Humanity Printing and Publishing Co.
St. Louis, Mo.

Copyrighted 1906 by
EDWIN C. RANCK



PREFACE

This little volume was written for no reason on earth and with no earthly reason. It just simply happened, on the principle, I suppose that "murder will out." Murder is a bad thing and so are nonsense rhymes. There is often a valid excuse for murder; there is none for nonsense rhymes. They seem to be a necessary evil to be classed with smallpox, chicken-pox, yellow fever and other irruptive diseases. They are also on the order of the boomerang and eventually rebound and inflict much suffering on the unlucky verse-slinger.
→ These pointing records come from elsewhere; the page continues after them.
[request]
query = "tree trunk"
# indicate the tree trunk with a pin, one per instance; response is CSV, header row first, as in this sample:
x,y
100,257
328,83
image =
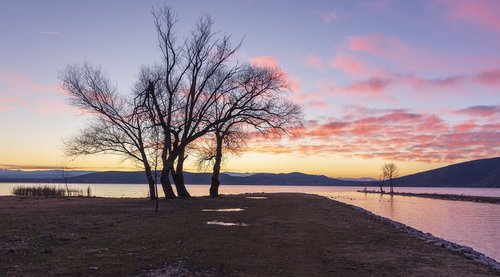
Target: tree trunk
x,y
151,182
178,177
214,186
164,177
166,185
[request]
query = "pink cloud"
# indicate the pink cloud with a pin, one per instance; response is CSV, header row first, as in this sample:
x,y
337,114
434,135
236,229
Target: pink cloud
x,y
329,16
352,66
373,86
265,61
54,106
314,62
398,135
380,46
480,111
482,12
491,77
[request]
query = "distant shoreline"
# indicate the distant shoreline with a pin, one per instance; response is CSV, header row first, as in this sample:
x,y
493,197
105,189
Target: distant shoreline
x,y
303,235
452,197
354,184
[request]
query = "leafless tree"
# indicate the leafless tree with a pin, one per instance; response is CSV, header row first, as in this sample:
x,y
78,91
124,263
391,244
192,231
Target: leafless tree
x,y
118,125
188,83
381,182
390,171
260,93
198,88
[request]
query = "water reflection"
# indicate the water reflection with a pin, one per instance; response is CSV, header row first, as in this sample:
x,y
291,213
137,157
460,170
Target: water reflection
x,y
215,222
472,224
224,210
256,197
468,223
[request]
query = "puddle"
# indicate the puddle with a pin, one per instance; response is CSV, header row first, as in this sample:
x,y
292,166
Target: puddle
x,y
215,222
224,210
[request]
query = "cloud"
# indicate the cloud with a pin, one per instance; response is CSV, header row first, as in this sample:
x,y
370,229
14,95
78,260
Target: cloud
x,y
379,46
265,61
329,16
490,78
393,134
314,62
480,111
481,12
19,90
49,33
354,66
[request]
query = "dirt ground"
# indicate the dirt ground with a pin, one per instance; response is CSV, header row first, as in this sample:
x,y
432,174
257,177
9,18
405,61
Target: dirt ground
x,y
273,235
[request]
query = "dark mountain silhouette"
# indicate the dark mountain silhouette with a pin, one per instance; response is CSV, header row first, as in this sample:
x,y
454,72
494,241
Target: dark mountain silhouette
x,y
477,173
293,179
40,174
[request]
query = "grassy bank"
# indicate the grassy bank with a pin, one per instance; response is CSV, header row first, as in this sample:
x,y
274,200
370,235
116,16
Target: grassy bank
x,y
454,197
287,234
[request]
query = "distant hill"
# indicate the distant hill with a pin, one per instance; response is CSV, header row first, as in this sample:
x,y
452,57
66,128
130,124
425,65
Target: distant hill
x,y
477,173
293,179
39,174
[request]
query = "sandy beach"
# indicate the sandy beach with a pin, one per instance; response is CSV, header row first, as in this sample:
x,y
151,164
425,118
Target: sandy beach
x,y
237,235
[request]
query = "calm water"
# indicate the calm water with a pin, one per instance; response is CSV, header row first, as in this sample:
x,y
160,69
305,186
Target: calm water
x,y
473,224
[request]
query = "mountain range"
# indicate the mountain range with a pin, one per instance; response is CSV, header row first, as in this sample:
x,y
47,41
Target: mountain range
x,y
477,173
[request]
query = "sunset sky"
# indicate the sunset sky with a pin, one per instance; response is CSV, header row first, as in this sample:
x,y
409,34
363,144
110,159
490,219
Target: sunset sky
x,y
414,82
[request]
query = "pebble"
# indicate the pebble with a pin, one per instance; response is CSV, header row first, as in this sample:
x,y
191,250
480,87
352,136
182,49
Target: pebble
x,y
429,238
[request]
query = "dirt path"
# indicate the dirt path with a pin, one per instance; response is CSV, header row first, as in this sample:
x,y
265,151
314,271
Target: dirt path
x,y
271,235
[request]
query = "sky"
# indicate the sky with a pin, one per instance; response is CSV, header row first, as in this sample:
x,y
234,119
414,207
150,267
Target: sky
x,y
411,82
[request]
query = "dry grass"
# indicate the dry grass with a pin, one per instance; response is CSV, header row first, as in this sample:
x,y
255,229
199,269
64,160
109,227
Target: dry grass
x,y
287,235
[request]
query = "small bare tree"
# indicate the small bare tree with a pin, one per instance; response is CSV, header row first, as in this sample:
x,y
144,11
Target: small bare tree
x,y
390,171
381,182
119,124
265,109
65,175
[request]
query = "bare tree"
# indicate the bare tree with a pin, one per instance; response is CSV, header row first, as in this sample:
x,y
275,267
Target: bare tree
x,y
260,94
198,88
118,126
381,182
390,171
189,82
65,175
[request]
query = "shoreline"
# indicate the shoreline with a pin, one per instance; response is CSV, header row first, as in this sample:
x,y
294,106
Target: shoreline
x,y
302,234
451,197
467,251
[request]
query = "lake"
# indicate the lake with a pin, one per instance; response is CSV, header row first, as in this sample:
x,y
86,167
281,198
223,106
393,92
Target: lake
x,y
467,223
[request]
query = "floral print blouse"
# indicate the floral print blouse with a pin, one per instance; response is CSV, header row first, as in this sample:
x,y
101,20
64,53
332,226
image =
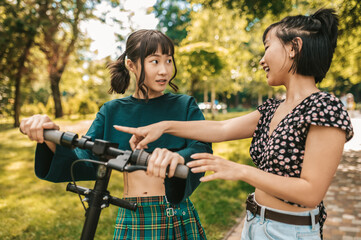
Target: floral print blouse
x,y
282,151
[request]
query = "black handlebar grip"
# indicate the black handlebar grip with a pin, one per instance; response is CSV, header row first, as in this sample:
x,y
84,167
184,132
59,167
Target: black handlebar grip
x,y
123,203
53,136
140,157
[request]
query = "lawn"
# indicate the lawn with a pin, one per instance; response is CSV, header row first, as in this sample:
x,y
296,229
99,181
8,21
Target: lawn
x,y
34,209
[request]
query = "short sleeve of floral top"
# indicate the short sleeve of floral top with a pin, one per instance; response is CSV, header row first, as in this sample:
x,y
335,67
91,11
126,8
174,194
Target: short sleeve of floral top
x,y
282,153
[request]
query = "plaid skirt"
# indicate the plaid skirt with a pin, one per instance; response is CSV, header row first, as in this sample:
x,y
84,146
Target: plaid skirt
x,y
156,218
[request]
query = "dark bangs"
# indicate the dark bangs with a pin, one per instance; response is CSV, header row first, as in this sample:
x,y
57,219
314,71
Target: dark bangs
x,y
152,40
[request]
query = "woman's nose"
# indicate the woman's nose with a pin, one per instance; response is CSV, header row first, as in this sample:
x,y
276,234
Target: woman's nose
x,y
261,62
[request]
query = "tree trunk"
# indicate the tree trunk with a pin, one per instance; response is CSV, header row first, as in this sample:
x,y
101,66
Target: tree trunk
x,y
18,77
205,99
54,81
260,101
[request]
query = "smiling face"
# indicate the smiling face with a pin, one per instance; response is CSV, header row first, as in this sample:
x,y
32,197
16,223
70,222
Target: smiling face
x,y
276,60
158,68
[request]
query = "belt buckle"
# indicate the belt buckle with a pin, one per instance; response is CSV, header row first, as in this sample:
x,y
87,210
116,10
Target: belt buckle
x,y
170,212
252,207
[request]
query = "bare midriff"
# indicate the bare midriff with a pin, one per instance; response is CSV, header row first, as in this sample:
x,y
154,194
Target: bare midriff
x,y
268,200
139,184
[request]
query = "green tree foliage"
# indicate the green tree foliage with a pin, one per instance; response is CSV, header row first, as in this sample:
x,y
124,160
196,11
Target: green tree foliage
x,y
20,23
174,17
249,8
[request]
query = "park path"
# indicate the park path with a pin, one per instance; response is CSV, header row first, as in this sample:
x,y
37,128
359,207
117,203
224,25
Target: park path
x,y
343,199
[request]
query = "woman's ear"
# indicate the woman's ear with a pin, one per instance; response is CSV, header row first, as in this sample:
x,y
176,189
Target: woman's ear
x,y
296,47
131,65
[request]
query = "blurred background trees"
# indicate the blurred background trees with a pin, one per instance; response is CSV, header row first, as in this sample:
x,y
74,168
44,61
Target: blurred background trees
x,y
46,64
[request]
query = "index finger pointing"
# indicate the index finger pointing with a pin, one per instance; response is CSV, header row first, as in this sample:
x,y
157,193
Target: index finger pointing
x,y
202,155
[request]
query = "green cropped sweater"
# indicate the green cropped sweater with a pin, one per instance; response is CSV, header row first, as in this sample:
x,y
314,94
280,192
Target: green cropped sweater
x,y
132,112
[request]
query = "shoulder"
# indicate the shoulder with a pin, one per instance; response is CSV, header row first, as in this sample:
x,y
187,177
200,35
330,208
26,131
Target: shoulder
x,y
324,109
117,101
326,102
182,99
179,97
269,104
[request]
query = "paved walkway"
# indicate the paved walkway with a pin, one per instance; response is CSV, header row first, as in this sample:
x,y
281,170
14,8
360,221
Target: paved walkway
x,y
343,199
So you see nonsense, like a little learning is a dangerous thing and should be handled with as much care as the shotgun which is never known to be loaded.

A man who writes nonsense may become in time a big gun. But this is rare; more often he becomes a small bore. This appears paradoxical and will probably require thinking over, but the more you think it over the less you will understand. This is true of parlor magic. It is also true of the magazine poets. It really never pays to think. Thinking is too much like work. After reading these rhymes you will not think that the writer ever did think, which after all is the right way to think.

When Dryden wrote "Alexander's Feast" he modestly stated that it was the grandest poem ever written. Mr. Dryden evidently believed this or he wouldn't have said so. But then every one did not agree with Mr. Dryden. Now I am going one step further and will positively state that the writer of this volume is the greatest poetical genius who has not yet died in infancy.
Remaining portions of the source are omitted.